8. When solving a linear inequality (group), the most common mistake is that both sides of the inequality are divided by or multiplied by a negative number, and the inequality will change direction.

9. About the application. First of all, we should carefully examine the questions. There are two ways to find out the equivalence relationship according to the meaning of some topics: one is to express it through some keywords in the topic or give it directly in the topic design, and the other is to find the implicit equivalence relationship which is not clearly given in the topic and needs further investigation. List the equations, the unknown values obtained should be tested, and those that do not meet the meaning of the question should be discarded. When answering questions, we should also pay attention to the units involved.

10. The range of letters in the function. In the function, the range of letters is also a problem that students easily ignore. What needs to be reminded here is that in addition to the meaning of the corresponding resolution function, we should also consider the implicit restrictions that make the actual problem meaningful.

1 1. On the correct division of figures in polygons. In rectangular coordinate system, when calculating the area of polygon, students often feel at a loss because they can't find a special quadrilateral. In fact, it is the key to solve the problem to divide the graphics reasonably and correctly. In general, a polygon can be divided into several triangles or right-angled trapeziums, so that one side of the divided triangle or right-angled trapezium falls on the coordinate axis as much as possible. In drawing, the coordinates of intersection points often play the role of the bottom and height of triangle or right-angled trapezoid.
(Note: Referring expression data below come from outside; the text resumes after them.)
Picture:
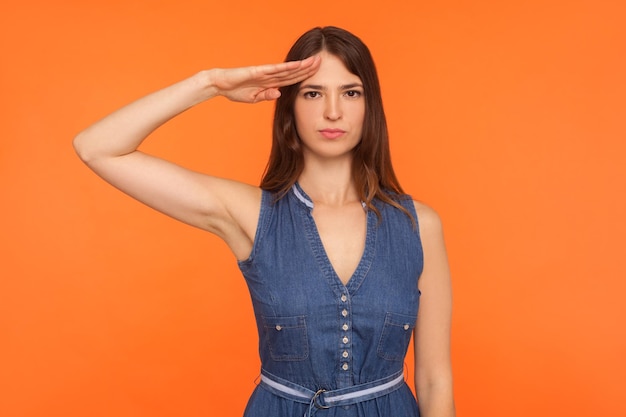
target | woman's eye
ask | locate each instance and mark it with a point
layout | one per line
(353, 93)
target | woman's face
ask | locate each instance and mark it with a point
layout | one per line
(329, 110)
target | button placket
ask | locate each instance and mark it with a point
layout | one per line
(345, 327)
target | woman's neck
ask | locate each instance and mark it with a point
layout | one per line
(329, 183)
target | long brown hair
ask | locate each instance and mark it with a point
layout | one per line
(372, 170)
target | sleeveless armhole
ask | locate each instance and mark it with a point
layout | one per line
(410, 206)
(262, 225)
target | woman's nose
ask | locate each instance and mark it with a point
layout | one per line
(332, 110)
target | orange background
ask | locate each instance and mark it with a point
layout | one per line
(507, 117)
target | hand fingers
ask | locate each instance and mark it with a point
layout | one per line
(289, 72)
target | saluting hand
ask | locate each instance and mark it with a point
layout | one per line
(260, 83)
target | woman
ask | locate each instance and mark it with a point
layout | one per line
(330, 246)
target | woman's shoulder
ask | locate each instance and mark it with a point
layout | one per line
(428, 219)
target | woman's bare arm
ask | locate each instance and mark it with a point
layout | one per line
(433, 370)
(224, 207)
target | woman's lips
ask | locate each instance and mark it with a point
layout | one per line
(332, 133)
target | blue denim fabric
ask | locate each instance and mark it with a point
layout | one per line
(318, 333)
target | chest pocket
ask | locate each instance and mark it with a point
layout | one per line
(287, 338)
(395, 337)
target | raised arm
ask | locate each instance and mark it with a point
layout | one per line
(226, 208)
(433, 370)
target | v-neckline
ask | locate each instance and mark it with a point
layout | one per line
(319, 251)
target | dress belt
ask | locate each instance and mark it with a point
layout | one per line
(322, 398)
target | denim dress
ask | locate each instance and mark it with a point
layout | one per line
(316, 333)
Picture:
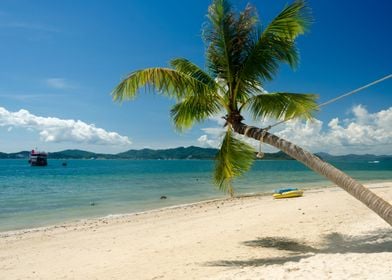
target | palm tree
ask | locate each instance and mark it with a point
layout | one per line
(241, 57)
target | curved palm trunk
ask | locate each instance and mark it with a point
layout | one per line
(360, 192)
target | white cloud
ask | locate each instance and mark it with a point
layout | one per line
(363, 133)
(58, 130)
(58, 83)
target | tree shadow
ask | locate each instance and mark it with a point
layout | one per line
(379, 241)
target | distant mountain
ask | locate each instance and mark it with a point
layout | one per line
(191, 152)
(353, 157)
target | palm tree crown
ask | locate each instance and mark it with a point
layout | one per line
(241, 56)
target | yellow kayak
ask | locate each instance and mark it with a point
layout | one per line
(294, 193)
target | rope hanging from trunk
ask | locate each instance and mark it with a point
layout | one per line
(339, 97)
(260, 154)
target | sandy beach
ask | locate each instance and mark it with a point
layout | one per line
(326, 234)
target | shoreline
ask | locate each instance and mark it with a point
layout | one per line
(326, 233)
(373, 184)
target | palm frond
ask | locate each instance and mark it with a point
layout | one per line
(190, 69)
(165, 81)
(233, 159)
(194, 108)
(282, 105)
(276, 44)
(294, 20)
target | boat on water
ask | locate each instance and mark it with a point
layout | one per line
(287, 193)
(38, 158)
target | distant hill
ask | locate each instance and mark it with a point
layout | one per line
(353, 157)
(191, 152)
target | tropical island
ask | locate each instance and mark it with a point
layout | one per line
(184, 153)
(183, 227)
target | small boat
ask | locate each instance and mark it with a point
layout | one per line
(287, 193)
(38, 158)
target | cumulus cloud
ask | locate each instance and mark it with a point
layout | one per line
(59, 130)
(362, 132)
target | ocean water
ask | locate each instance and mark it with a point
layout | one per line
(39, 196)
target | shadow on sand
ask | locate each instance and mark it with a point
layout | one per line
(373, 242)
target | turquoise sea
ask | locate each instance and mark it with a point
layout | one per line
(39, 196)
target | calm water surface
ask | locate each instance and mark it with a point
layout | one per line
(38, 196)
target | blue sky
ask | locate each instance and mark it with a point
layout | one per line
(59, 61)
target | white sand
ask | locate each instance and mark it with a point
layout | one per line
(326, 234)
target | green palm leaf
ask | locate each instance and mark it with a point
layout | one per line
(282, 105)
(166, 81)
(233, 159)
(195, 108)
(192, 70)
(275, 45)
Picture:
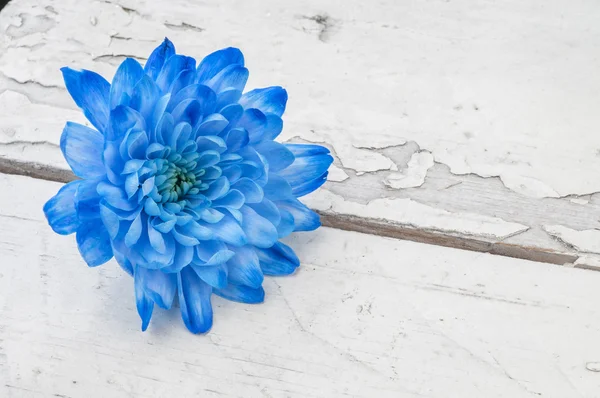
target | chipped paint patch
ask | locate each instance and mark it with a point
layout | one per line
(586, 240)
(336, 174)
(409, 212)
(414, 174)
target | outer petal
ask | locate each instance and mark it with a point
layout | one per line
(90, 91)
(259, 230)
(217, 61)
(194, 300)
(244, 268)
(158, 58)
(93, 243)
(268, 100)
(82, 148)
(304, 218)
(242, 294)
(129, 73)
(60, 210)
(143, 302)
(278, 260)
(159, 286)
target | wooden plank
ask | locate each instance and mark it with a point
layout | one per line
(364, 316)
(478, 113)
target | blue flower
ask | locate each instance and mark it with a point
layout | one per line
(182, 182)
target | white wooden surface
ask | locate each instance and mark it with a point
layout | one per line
(364, 316)
(480, 111)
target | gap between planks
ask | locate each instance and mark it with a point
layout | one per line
(358, 224)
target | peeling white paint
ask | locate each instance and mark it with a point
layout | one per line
(409, 212)
(414, 174)
(336, 174)
(585, 241)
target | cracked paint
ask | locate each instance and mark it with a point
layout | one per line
(414, 174)
(585, 241)
(409, 212)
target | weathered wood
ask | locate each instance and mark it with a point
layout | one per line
(480, 113)
(364, 316)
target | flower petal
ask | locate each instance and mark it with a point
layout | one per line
(214, 275)
(277, 155)
(244, 268)
(143, 302)
(194, 300)
(60, 210)
(242, 294)
(82, 148)
(304, 218)
(158, 58)
(93, 243)
(259, 230)
(90, 91)
(278, 260)
(158, 285)
(268, 100)
(217, 61)
(128, 74)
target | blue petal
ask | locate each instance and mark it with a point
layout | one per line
(217, 61)
(244, 268)
(242, 294)
(228, 230)
(60, 210)
(90, 91)
(158, 285)
(304, 218)
(214, 275)
(310, 186)
(251, 190)
(268, 100)
(277, 155)
(158, 58)
(93, 243)
(194, 300)
(277, 188)
(237, 138)
(126, 77)
(82, 148)
(171, 69)
(259, 230)
(143, 302)
(278, 260)
(232, 76)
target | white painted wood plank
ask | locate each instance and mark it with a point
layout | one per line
(364, 316)
(499, 95)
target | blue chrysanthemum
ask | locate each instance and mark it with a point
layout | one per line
(182, 181)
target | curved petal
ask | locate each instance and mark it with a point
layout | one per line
(158, 57)
(268, 100)
(158, 285)
(217, 61)
(143, 302)
(82, 148)
(278, 260)
(90, 91)
(259, 230)
(232, 76)
(60, 210)
(194, 300)
(304, 218)
(93, 243)
(128, 74)
(277, 155)
(241, 294)
(244, 268)
(215, 275)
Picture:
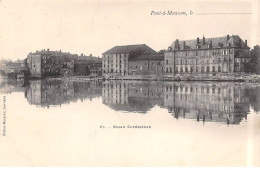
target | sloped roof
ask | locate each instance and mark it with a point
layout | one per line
(147, 57)
(129, 48)
(233, 41)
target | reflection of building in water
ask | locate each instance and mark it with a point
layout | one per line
(220, 102)
(8, 86)
(47, 93)
(132, 96)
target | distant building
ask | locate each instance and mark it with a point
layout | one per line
(87, 67)
(116, 60)
(255, 54)
(146, 65)
(53, 63)
(207, 56)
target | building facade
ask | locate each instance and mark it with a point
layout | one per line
(115, 62)
(54, 63)
(87, 67)
(207, 56)
(146, 65)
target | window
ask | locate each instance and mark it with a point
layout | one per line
(213, 69)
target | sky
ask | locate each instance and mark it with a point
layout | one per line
(93, 27)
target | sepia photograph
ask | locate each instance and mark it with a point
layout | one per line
(120, 83)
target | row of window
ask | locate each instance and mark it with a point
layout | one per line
(197, 69)
(117, 55)
(112, 71)
(206, 52)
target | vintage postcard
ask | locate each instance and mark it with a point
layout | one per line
(147, 83)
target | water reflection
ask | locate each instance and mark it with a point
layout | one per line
(132, 96)
(225, 102)
(55, 93)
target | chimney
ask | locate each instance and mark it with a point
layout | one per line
(210, 44)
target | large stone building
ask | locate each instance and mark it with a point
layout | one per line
(56, 63)
(207, 56)
(91, 67)
(147, 65)
(116, 60)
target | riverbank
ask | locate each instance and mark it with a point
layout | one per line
(240, 78)
(250, 78)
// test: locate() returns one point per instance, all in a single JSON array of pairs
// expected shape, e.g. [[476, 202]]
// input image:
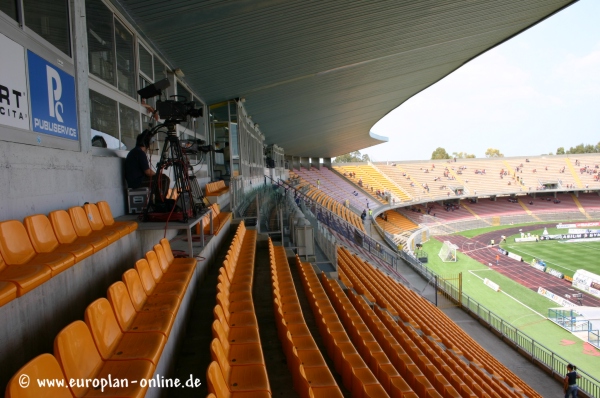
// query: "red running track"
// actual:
[[521, 272]]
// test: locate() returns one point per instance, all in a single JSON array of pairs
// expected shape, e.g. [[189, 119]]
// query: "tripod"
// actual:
[[160, 208]]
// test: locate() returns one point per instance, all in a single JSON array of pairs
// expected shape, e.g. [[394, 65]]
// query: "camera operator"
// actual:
[[137, 170]]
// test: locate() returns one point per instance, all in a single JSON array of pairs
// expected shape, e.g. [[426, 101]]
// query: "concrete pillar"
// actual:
[[316, 163], [305, 162], [82, 88], [290, 161]]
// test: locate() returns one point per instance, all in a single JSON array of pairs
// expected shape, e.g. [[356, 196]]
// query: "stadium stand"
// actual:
[[356, 375], [336, 187], [33, 253], [425, 330], [123, 337], [372, 180], [329, 203], [237, 369], [423, 181], [365, 343], [310, 372]]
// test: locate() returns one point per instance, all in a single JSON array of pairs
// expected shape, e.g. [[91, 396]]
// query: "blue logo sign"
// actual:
[[52, 95]]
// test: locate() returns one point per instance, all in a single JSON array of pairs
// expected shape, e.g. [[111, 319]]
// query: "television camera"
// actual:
[[189, 199]]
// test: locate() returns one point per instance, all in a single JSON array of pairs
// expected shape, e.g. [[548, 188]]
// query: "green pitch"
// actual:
[[564, 257], [520, 306]]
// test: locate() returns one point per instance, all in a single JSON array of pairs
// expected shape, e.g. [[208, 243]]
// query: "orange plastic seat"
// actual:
[[44, 239], [137, 322], [240, 306], [66, 233], [218, 386], [113, 344], [175, 267], [152, 288], [93, 215], [24, 277], [83, 228], [240, 378], [238, 354], [8, 292], [141, 302], [44, 366], [171, 259], [16, 249], [177, 274], [76, 352], [108, 219]]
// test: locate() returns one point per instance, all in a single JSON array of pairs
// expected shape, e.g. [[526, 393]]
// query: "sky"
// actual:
[[528, 96]]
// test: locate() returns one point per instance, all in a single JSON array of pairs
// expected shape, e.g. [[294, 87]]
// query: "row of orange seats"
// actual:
[[238, 367], [356, 375], [122, 338], [42, 247], [411, 342], [336, 207], [367, 346], [312, 377], [219, 219], [446, 344]]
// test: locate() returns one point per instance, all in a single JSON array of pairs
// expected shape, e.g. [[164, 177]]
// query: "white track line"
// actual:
[[529, 254], [502, 291]]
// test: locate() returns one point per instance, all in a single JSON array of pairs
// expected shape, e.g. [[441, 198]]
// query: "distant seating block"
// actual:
[[219, 219], [217, 192]]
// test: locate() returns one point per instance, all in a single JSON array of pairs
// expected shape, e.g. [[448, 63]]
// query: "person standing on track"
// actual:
[[570, 384]]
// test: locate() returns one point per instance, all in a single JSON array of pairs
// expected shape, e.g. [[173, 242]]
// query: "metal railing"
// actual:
[[346, 233], [345, 229], [528, 346]]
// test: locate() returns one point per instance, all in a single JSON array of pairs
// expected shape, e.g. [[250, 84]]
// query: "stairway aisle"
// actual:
[[193, 357], [280, 377], [309, 318]]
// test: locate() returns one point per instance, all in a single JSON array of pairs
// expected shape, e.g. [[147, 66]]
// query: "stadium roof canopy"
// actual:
[[317, 75]]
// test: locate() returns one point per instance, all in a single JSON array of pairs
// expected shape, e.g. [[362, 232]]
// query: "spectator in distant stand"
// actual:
[[570, 382]]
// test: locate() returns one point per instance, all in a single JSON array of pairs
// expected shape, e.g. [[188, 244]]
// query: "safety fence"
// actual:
[[528, 346], [339, 231], [450, 227]]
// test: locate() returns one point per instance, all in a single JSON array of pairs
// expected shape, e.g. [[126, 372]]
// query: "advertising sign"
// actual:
[[528, 239], [554, 272], [515, 256], [557, 299], [14, 103], [570, 236], [53, 109], [579, 225]]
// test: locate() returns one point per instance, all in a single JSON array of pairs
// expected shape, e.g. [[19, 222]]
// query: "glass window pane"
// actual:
[[160, 70], [101, 47], [145, 62], [49, 19], [130, 125], [104, 120], [183, 93], [235, 150], [125, 60], [9, 7]]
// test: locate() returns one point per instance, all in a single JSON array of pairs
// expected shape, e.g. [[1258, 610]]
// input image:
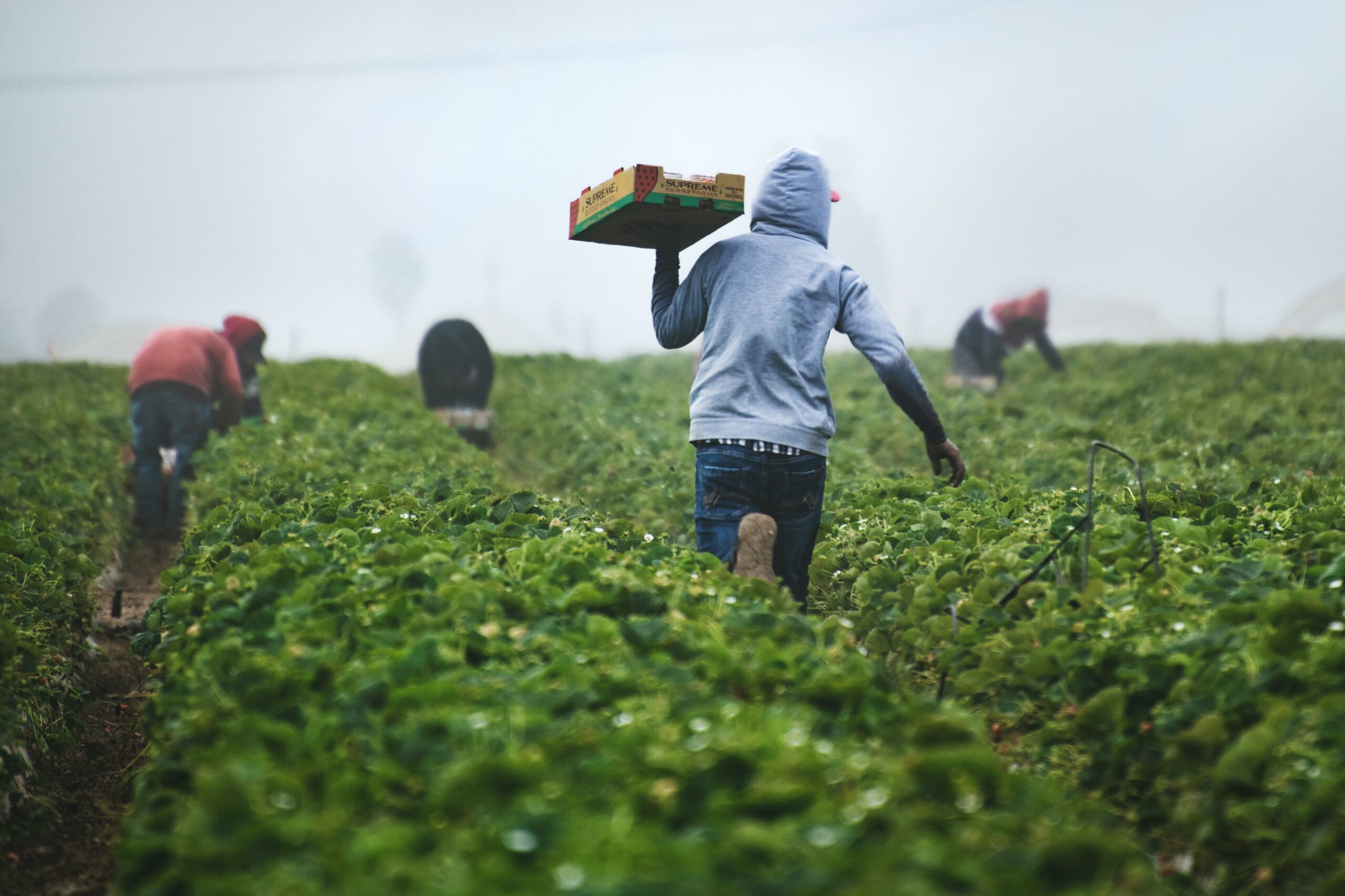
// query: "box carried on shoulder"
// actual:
[[616, 210]]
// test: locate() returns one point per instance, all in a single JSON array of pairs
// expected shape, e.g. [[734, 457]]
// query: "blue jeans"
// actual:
[[732, 482], [164, 420]]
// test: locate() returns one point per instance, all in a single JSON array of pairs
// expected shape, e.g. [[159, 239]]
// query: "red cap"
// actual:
[[1032, 307], [239, 330]]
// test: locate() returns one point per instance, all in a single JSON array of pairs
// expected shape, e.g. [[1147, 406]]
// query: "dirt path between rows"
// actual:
[[87, 786]]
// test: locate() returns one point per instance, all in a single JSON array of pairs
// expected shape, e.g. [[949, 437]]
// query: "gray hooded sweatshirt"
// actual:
[[767, 302]]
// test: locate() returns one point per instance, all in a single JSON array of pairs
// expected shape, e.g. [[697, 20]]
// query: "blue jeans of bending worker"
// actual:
[[164, 420], [733, 481]]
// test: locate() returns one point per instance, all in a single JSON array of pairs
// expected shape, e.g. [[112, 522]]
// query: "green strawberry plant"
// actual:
[[63, 512]]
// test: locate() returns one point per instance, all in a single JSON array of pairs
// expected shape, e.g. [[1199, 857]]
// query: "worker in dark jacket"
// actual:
[[996, 331], [457, 373], [174, 381], [248, 338]]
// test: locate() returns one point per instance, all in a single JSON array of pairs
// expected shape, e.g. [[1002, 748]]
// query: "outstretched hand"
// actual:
[[947, 451]]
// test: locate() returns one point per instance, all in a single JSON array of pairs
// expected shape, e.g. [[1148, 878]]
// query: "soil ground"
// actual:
[[82, 791]]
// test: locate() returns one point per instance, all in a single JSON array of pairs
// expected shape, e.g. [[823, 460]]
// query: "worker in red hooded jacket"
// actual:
[[996, 331], [248, 338], [175, 379]]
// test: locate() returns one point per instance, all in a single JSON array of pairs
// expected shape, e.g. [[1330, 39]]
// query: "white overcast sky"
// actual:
[[177, 162]]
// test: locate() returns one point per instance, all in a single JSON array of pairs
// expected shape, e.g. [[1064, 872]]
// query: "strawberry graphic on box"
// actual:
[[620, 209]]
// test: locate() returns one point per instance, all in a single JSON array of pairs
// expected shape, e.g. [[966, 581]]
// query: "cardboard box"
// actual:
[[696, 205]]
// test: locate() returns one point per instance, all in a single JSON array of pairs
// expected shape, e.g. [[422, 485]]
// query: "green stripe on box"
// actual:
[[594, 218], [686, 202]]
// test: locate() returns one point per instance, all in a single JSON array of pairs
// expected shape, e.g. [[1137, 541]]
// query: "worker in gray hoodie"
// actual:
[[760, 412]]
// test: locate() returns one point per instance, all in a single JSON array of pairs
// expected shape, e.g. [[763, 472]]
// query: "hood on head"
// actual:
[[794, 198], [244, 332]]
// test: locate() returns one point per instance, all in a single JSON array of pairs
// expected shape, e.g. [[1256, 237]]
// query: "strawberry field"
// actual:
[[388, 662]]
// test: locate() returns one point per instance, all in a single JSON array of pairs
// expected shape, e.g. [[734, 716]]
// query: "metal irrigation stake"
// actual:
[[943, 676], [1144, 502]]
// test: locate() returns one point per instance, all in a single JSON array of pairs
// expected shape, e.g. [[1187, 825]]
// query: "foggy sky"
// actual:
[[177, 162]]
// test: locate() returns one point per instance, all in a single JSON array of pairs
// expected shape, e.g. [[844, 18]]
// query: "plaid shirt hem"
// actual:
[[755, 444]]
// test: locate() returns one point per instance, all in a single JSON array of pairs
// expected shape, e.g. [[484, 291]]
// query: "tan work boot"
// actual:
[[757, 548]]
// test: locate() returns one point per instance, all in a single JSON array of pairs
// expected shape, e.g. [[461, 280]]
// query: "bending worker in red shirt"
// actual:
[[996, 331], [174, 381]]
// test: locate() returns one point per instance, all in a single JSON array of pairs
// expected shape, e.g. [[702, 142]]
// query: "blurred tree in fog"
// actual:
[[66, 315], [397, 274]]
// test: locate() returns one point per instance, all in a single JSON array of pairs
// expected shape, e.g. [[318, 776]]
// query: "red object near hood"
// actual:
[[1032, 307], [239, 330]]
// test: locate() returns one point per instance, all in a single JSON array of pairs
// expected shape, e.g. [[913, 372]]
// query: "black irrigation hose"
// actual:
[[1009, 595], [1087, 521], [1144, 504]]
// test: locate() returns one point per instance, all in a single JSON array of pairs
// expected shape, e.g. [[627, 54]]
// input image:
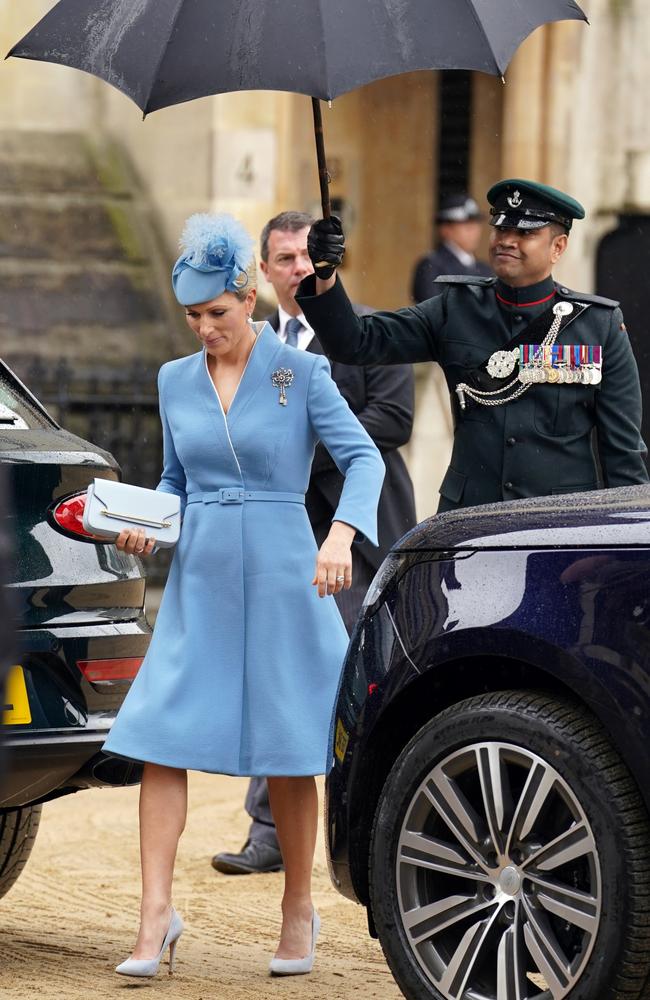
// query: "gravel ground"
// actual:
[[72, 915]]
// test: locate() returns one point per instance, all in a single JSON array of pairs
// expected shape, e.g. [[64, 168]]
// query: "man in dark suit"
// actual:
[[382, 399], [459, 222]]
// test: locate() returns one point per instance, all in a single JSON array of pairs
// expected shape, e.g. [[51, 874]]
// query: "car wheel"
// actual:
[[18, 828], [510, 858]]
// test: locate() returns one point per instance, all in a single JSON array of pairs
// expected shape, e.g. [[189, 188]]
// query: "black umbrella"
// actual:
[[164, 52]]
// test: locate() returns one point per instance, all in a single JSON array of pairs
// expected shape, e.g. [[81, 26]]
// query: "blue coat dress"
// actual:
[[243, 667]]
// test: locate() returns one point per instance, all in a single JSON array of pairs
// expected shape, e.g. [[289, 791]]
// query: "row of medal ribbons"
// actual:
[[561, 363]]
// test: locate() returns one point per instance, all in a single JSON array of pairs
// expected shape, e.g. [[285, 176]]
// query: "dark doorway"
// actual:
[[622, 274], [454, 131]]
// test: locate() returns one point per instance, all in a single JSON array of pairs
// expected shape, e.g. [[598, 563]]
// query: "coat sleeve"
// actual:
[[618, 411], [387, 413], [173, 474], [355, 455], [385, 338]]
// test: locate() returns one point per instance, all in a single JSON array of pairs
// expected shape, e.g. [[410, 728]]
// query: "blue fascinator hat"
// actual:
[[216, 252]]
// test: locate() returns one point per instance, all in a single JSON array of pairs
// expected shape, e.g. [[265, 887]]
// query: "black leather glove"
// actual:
[[326, 246]]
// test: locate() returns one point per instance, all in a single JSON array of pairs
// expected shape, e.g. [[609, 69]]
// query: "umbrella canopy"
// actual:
[[165, 52]]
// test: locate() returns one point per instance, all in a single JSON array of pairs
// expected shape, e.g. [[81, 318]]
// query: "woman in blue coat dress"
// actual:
[[243, 667]]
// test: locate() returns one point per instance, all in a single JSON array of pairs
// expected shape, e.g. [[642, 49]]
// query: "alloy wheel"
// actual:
[[498, 876]]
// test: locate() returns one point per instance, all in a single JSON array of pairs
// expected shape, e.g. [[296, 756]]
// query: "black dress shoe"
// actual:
[[255, 856]]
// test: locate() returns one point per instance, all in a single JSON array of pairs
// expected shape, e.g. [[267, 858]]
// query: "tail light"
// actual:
[[67, 515], [110, 671]]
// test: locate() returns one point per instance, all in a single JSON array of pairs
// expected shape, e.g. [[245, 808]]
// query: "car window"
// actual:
[[17, 406]]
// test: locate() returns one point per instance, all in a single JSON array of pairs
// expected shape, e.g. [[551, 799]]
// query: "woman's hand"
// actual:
[[135, 543], [334, 561]]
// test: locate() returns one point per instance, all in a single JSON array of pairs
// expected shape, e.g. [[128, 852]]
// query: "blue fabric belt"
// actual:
[[233, 494]]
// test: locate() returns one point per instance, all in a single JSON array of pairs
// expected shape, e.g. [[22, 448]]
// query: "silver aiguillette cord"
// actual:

12. Apply trigonometric ratio to solve practical problems. The key is to transform the actual problem into a mathematical problem to solve the triangle, and to classify the known conditions and unknown elements in the actual problem into a right triangle for calculation. If some figures are not right triangles, they can be solved by adding appropriate auxiliary lines according to conditions. When solving this kind of problems, we have a clearer understanding of related concepts such as slope angle, slope, elevation angle, depression angle, direction angle and azimuth angle.

13. The acute triangle ratio is often combined with functions and equations to form a comprehensive problem. To solve this kind of problem, we should pay attention to separate the single item from the comprehensive one, break one by one, and then from the single item to the comprehensive one.

14. When proving that two triangles are similar, we should pay attention to the corresponding relationship between edges and angles in the graph. When using the properties of similar triangles to solve the area problem, don't forget that it is often combined with the formula for calculating the area of a triangle.

15. When proving the line segment proportion formula, don't forget the bridge function of "middle ratio".

16. There are generally two ways to prove that a straight line is tangent to a circle:

(1) If a straight line passes through a point on a circle, connect the point with the center of the circle, just prove the vertical radius of the straight line;

(2) If the straight line and the circle are not sure whether there is a common point, make a double line with a straight line passing through the center of the circle, and prove that the distance from the center of the circle to the straight line is equal to the radius;

17. Two solutions of circle. This is also something that students often ignore and thoughtless. Similarly, two solutions of the circle can be found in five situations:

Two parallel chords in a circle (1) may be on the same side or on different sides of the center;

(2) The tangency of two circles can be inscribed or circumscribed.

But when the center distance is less than the radius, there will be two situations;

(3) Two circles are separated from each other, and there are also two cases where two circles are separated from each other.

(4) When two circles intersect, there are two cases where the centers of the two circles are on both sides or the same side of the common chord;

(5) There are two kinds of arcs subtended by the inner chord of a circle: optimal arc and differential arc.